Henry Coffey's universe encompasses more than the usual list of mainstream banks these days.
Beginning two years ago, the J.C. Bradford & Co. analyst began paying closer attention to nonbanks that have created profitable niches providing financial services to the unbankable.
He now recommends four southern companies: Litchfield Financial, a rural land lender; EquiCredit, a home equity lender; Regional Acceptance, an auto financer; and World Acceptance Corp., which specializes in small loans.
"This is an area that has much higher growth characteristics than traditional banking," he said. "While the loss ratios of a consumer finance company may be higher, they are significantly more predictable than those of a bank."
His current favorite is Litchfield, which makes consumer loans for the purchase of undeveloped rural land to use as the lot for a manufactured home, for retirement, or recreation.

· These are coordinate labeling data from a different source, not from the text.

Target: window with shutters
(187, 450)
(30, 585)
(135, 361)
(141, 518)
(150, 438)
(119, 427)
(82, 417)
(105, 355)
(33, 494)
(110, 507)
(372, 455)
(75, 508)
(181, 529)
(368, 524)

Mr. Coffey said that, while Litchfield is like a mortgage company, its spread is 10 times greater - exceeding 400 basis points. The company makes money by retaining servicing rights and selling the loans to institutional investors. Litchfield has a $90 million servicing portfolio.
And it has no real competition, Mr. Coffey points out.
Like banks, the finance companies face margin pressure. But Mr. Coffey said they enjoy better cash flow - and the pricing power that comes with serving borrowers who have few options.
"When we started in 1992, it was like trying to get people to eat the first oyster," Mr. Coffey said. "It's not as difficult to get their attention today."